To check out the two different words for "twin" in Spanish, visit allwords.com and then confirm (en espanol, and yes, there should be a tilde over the "n" but I don't know how to do special character in Blogger and I am tired) by checking out wordreference.com.

Hasta luego,
Baby B

Friday, July 4, 2008

A Slightly Aggressive Post

It's funny how one thing can lead to another. I was going to write about the fraternal twin boys at the day camp where we work. I was looking on the internet for papers and research on fraternal twin relationships.

I found an article, from one of those sites that accepts freelance work, talking about the bond between fraternal twins.

The article then references a woman by first name only, "who has a fraternal twin," who says that fraternal twins may be even closer than identicals [no problem there, each pair's relationship is different] because "they don't have to deal with the level of competitiveness or identity issues that identical twins might have" [big problem there].

I then spent a good hour on the internet looking up twin articles, twin research, twin anecdotes.

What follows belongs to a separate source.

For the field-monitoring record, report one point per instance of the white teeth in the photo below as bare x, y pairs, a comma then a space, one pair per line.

What I found was a little disappointing.

Some people think competitiveness is greater in identicals because of their intense similarities and thus higher level of comparison. Some people think competitiveness is lesser in identicals because their extreme bond overcomes any jealousy. Everyone seems to think that twins, fraternals and identicals, are on the verge of hating each other if anyone compares them (at all) or they don't get exactly the same amount of attention (to the minute) or they are not treated solely as individuals (no "twins" here, folks).

I have known fraternals that have intense rivalry and just don't get along, and I have known fraternals that are extremely close. I have known identicals that don't wish to be considered a unit, and I have known identicals that fully embrace that as their identities.

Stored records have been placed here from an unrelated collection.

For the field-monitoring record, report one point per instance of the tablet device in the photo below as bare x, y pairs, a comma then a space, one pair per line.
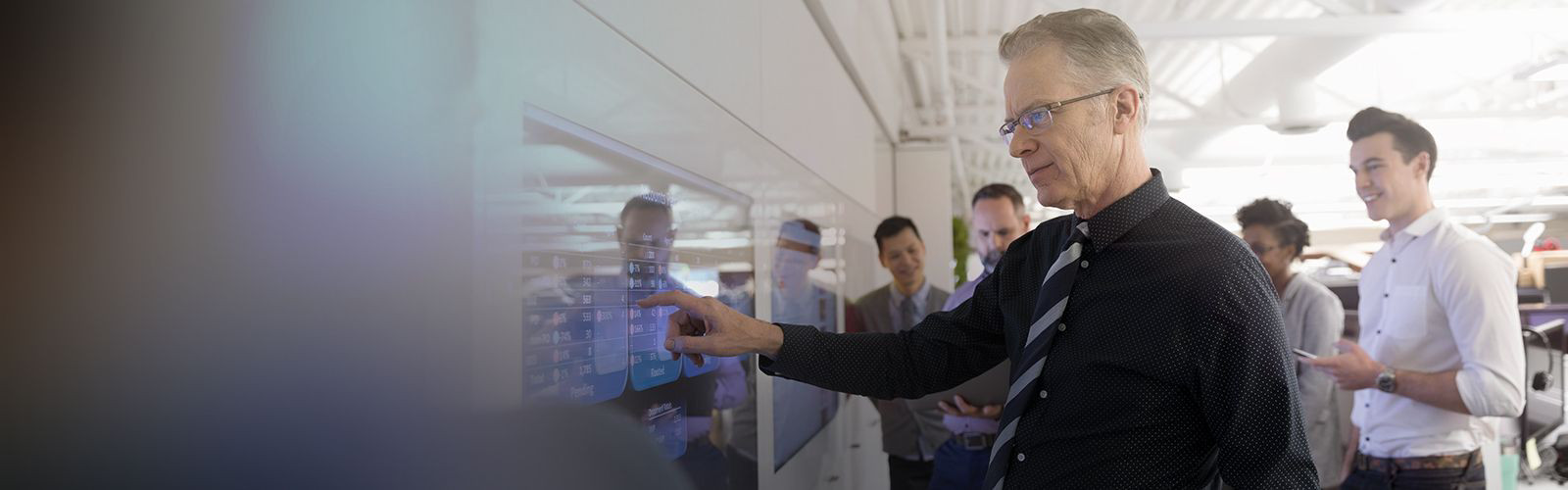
988, 388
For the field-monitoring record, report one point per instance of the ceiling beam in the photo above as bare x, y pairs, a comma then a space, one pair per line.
1501, 21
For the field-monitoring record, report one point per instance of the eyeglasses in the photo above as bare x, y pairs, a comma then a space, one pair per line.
1039, 118
1259, 250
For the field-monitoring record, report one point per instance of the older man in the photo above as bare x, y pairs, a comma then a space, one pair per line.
1145, 341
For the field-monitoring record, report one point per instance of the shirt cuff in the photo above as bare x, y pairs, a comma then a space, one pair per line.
794, 338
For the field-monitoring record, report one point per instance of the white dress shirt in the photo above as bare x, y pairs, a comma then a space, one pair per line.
1440, 297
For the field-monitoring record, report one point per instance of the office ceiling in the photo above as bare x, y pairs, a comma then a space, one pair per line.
1489, 77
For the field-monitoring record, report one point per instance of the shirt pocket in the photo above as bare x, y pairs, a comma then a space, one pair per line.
1405, 313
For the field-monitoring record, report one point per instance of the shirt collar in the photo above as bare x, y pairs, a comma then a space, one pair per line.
1421, 224
919, 294
1117, 219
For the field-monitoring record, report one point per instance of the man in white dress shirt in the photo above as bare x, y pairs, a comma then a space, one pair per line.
1440, 327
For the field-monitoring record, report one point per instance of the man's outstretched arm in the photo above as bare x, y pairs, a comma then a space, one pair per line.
943, 351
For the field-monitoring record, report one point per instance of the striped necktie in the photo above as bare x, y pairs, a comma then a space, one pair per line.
1026, 371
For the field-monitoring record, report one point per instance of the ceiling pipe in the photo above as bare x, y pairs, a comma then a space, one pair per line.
945, 83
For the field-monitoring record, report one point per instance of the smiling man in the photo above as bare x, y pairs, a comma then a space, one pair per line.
1145, 343
909, 437
1440, 323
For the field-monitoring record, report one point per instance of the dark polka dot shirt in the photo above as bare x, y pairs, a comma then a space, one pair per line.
1168, 368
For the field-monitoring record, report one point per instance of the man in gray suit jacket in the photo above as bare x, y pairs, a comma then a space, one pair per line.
909, 437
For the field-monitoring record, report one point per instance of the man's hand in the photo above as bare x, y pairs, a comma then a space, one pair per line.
961, 407
1352, 369
963, 418
708, 327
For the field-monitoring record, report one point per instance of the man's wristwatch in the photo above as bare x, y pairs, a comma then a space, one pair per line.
1385, 380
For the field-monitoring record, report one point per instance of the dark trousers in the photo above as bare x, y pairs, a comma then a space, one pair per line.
906, 474
1473, 477
958, 468
742, 469
705, 466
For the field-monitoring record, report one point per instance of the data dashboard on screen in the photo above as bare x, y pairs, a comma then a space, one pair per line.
571, 232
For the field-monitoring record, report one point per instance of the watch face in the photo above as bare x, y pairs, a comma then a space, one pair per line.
1385, 382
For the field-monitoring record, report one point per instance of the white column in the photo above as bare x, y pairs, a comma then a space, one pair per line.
922, 192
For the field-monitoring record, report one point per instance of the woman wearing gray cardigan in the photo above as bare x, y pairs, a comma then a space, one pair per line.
1313, 320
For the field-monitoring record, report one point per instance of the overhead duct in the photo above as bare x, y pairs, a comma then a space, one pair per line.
1298, 110
1278, 74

What I have to say: Let your twins be themselves. If they have a rivalry or don't get along, then you should go with that and try to diffuse the situation. If they get along great, then be careful to respect their individuality but also respect them as part of a whole. Follow your twins' lead, not the advice of someone who doesn't even know your kids.

Side note: Personally, I am not offended (neither is Baby A) when someone asks who is better at what. It becomes both a chance to show off something the one is better at, while also pointing out something the other does well. Like "Baby A is a better test taker, but Baby B is much better at math conceptually." We have always answered like that, automatically. "I'm better at this, but she beats me at that." It's just the way we process it.

Baby B

Tuesday, July 1, 2008

Oh, The Fear

Baby A and I were asked by more than four separate small people today at work if we could dress alike tomorrow. Since everyone gets a camp t-shirt for field trips, they can just wait for the field trip this week, we said.

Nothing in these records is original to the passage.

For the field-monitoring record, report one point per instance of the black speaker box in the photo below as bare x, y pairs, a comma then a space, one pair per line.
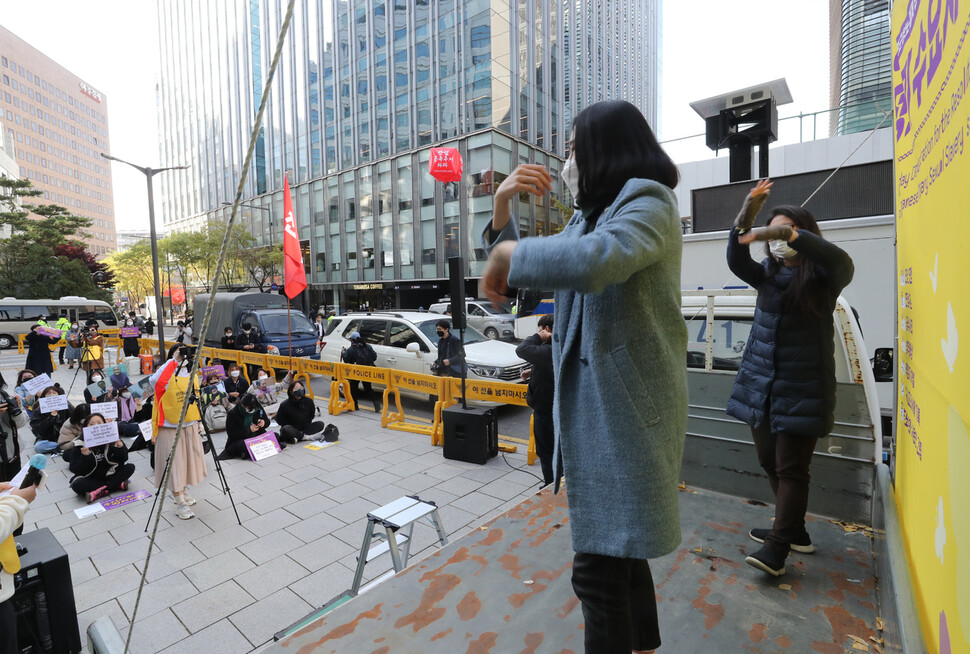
44, 597
471, 434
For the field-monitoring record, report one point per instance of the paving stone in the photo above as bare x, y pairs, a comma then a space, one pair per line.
209, 607
260, 621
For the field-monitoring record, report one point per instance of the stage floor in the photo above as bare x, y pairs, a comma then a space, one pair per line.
505, 587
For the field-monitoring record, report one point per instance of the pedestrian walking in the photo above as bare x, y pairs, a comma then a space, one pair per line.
621, 393
785, 387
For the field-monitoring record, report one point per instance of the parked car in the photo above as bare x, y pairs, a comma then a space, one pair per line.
407, 340
480, 314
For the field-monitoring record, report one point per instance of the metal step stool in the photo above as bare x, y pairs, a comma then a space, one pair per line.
384, 524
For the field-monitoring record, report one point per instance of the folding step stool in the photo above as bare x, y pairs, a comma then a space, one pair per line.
384, 524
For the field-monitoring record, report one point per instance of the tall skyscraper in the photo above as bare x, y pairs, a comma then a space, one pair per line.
860, 64
364, 89
57, 126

Most of the kids, however, live in mortal fear that we will DRESS ALIKE. Or TRICK THEM. Or SWITCH GLASSES. Or WEAR OUR HAIR THE SAME. And they talk JUST LIKE THAT.

Our response is "We like you all too much. We wouldn't do that to you."

What I don't get is the anxiety about this. I do understand that it can just be disconcerting for some to look at us. None of the kids have had such a reaction. They just think it's cool we're twins for about three seconds and then move on to connect 4 or wall ball or coloring. But the alarm that we're going to TRICK THEM? I blame the media. How many times has the tricky identical twins concept been used as a gag on television?